Binary size. Archives are ~33–37 MB compressed for five platforms; the uncompressed two-binary payload is large (~90 MB class). Acceptable for a single-binary story but worth a -ldflags "-s -w" / UPX pass if it grows.
Small correctness/observability debts: discarded gracefulShutdown error (main.go:116), non-atomic reconcile with a change→cron abort skew window, unsynchronized interpreter registry pointer, only-first-fenced-block execution, and env_prefix accepting single-char prefixes (only empty is rejected).
Test coverage of the agent paths is good at the unit level (scope, allowlist, budgets, secret scrub, HMAC, reconcile, auth, remote KB) with a docker-compose + Krisp cron e2e, but has gaps: no --once end-to-end LLM test, no --dry-run/DiscoverParsed integration test, no MaxSteps-exhaustion assertion.

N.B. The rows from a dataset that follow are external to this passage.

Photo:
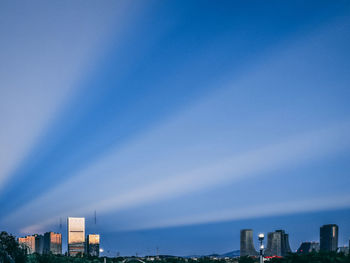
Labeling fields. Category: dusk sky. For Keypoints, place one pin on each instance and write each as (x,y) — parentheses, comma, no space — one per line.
(178,122)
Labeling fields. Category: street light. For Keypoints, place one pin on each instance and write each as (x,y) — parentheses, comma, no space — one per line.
(261,238)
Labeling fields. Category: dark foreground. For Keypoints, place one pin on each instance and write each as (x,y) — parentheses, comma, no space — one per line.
(10,252)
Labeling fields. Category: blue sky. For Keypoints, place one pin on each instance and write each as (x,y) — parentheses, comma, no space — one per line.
(178,122)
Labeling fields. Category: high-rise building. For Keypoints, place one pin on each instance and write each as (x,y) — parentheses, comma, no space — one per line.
(329,237)
(277,244)
(76,235)
(28,243)
(93,245)
(52,243)
(308,247)
(39,244)
(247,245)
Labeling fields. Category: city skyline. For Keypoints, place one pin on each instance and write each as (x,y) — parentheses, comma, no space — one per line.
(276,243)
(174,125)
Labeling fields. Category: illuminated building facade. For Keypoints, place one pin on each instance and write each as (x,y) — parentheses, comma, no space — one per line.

Unenforced dependency invariant: the modernc.org/libc ↔ modernc.org/sqlite version pin is satisfied but not guarded in CI; a go get -u could introduce a subtle mismatch. Cheap to add the recommended assertion.
Follow-ups worth doing: deprecation warning (or removal) for --admin-api-key; the FileControlDataVersion cache-invalidation primitive noted in modernc_sqlite.md (addresses the read-replica freshness hole); tracking issue for multi-block pipe execution.